On the afternoon in question, in exchange for a bottle of aspirin, Mr. Bread gave my father a piece of advice. “Get a job,” he said, chewing the aspirin like candy. “Get a job, Tolliver, and get your hair cut. Not necessarily in that order.”

“I have a job,” said Orson. “I’m a writer.”

“A
job
,” Mr. Bread repeated.

“I’m surprised to hear that from you,” replied Orson. “Whatever happened to the great class struggle?”

“The time for revolution is not yet ripe.”

There was no arguing with that, Mrs. Haven, so he didn’t try.

“I’ve never had a job. A real one, I mean.”

Mr. Bread made a gesture—a comfortable twitch of the shoulders—to indicate the self-evidence of this statement.

“I might as well do something with my time, I guess, since I can’t seem to write. But I wouldn’t know where—”

“Power plant’s hiring. Security work. Nothing to do all day but sit on your
culo
and dream about Jackie Kennedy’s unmentionables.”

Orson narrowed his eyes. “Why don’t
you
take the job, if it’s such a hayride?”

“I have a job,” Mr. Bread said proudly. “I’m a writer.”

*   *   *

The Hudson/Gold Power Generating Station was a stone’s toss from Mr. Bread’s roadster. My father set out without much hope or ambition, straightening a borrowed paisley tie; he didn’t expect much, for various reasons, and by the time he knew better—as is often the case, Mrs.

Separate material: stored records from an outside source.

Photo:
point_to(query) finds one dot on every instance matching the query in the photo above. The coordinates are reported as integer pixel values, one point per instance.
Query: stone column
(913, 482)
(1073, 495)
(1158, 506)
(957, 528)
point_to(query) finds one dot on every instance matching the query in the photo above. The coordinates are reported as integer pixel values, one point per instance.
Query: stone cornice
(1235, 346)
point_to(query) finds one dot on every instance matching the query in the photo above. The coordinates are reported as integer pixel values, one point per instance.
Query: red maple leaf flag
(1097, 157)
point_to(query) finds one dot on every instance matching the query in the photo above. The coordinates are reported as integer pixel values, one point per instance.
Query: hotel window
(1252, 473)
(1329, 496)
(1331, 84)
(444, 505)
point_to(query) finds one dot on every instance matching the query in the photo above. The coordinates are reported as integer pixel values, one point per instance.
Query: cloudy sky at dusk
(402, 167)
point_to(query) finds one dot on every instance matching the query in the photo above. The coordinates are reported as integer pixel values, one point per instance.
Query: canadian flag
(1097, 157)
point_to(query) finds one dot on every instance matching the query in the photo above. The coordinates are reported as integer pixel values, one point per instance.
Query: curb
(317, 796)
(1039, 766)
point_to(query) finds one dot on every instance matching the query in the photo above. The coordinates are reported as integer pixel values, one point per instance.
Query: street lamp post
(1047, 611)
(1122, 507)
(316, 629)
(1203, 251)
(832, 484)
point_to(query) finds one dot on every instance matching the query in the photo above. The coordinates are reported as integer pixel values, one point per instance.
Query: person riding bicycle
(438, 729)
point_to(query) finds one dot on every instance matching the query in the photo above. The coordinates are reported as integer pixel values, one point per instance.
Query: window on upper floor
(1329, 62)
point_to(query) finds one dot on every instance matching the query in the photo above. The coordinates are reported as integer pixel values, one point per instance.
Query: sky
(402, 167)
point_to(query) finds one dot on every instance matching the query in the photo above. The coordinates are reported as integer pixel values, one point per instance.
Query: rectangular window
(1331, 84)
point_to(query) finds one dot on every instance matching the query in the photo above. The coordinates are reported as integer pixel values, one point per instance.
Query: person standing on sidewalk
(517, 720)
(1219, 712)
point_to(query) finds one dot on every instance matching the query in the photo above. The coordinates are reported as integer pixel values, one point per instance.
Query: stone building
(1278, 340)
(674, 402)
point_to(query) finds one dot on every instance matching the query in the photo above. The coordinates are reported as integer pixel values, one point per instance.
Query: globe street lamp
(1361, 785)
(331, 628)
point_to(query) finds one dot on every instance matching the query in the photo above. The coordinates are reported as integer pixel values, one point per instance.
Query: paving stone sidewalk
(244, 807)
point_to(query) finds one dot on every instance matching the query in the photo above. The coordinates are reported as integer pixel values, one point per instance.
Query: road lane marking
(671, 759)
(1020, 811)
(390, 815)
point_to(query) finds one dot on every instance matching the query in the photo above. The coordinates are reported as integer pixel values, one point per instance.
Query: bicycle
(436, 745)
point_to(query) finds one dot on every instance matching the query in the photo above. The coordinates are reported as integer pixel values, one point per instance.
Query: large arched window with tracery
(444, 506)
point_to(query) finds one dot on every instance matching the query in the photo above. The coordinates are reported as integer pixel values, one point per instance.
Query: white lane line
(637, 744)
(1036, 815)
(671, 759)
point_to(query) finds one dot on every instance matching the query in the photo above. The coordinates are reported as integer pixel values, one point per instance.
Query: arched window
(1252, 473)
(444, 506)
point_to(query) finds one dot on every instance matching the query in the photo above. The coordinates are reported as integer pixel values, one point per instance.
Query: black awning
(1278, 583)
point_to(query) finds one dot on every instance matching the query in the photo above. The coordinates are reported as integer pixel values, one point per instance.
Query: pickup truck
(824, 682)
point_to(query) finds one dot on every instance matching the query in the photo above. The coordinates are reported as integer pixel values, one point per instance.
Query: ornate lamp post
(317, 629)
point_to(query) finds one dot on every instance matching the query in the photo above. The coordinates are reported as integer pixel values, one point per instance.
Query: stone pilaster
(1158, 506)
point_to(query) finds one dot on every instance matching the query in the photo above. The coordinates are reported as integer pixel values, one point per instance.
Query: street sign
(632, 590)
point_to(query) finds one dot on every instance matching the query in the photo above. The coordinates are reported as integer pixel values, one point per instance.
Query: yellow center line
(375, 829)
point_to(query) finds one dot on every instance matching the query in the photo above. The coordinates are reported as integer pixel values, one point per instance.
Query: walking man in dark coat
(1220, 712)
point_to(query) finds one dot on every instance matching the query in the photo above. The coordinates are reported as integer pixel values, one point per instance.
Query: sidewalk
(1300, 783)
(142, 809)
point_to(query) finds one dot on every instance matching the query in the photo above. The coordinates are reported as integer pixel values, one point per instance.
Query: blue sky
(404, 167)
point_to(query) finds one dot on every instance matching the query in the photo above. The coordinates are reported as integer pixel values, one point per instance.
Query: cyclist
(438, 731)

Haven, with blows to the head by the hammer of fate—there was nothing left to do but cry to heaven.

“Jesus H. Christ!” Orson heard himself shout.

He’d just rounded the corner of Plymouth and Gold—a quaint little cluster of houses, worlds removed from the warehouses and garment factories behind him—and had caught his first glimpse of the station. It was colossal, fortresslike, far more forbidding than he’d imagined; but he barely took in such mundane details. What knocked him sideways was the flickering sign, gaudy as a Times Square marquee, that hung suspended from its massive gate:

WELCOME TO THE HUDSON * GOLD POWER
GENERATING * STATION. 0062 HOURS
WITHOUT A LOST * TIME ACCIDENT.

The world went unnaturally quiet: he heard nothing but the humming of high-tension wires and the rush of blood to his bewildered brain. A man in his thirties, in security grays, took his measure from the window of a hut.

“Sign needs changing,” the man said. “We’re way past sixty-two.”

“What exactly—” said Orson, then ran out of breath. “What exactly is a lost time accident?”

“Sixty-two hours isn’t even three whole days. Today’s what—Tuesday? Tuesday the seventeenth?”

Orson managed to nod.

“There you go,” said the guard. “It’s been three weeks at least.”

“I still don’t understand—”

“What are you here for, son? You one of them power freaks?”

“Not at all,” Orson answered, holding up both his hands. “I’m not sure what that means, to be honest. I’m here about the job.”

The guard pursed his lips. “And what job would that be?”

“Well—” He hesitated. “Your job, I guess.”

The guard scrutinized him for a full minute, which is a long time to look someone dead in the eye without saying a word. His cap, which was peaked and black and seemed slightly too tight, put Orson more in mind of a school-bus driver than an agent of the law.

“The night shift, I’m thinking,” the guard said finally.

“The night shift,” Orson said. “Sure.”

“I work days.”

“Okay.” Orson nodded. “Do you think—”

“They’re not seeing people at present. Later on, maybe.”

“How much later?”

The guard stared at him blankly.

“I’m sorry, but I was given to understand—”

“I can’t let you in at this time,” the guard said, not unkindly. “You can wait on that chair over there.”

Orson followed his gaze to a low wooden stool, the kind shoeshine boys sat on, propped against the chain-link fence. “Okay, then,” he said.

“Okay, then,” said the guard.

“What’s a lost time accident?”

The guard nodded shrewdly. “Best to ask them inside.”

“Fair enough,” said Orson. He stood still for a moment, then leaned sideways and peered through the gate.

“Go ahead and try it, if you’re tempted. Keep one thing in mind, though—I take my work seriously.”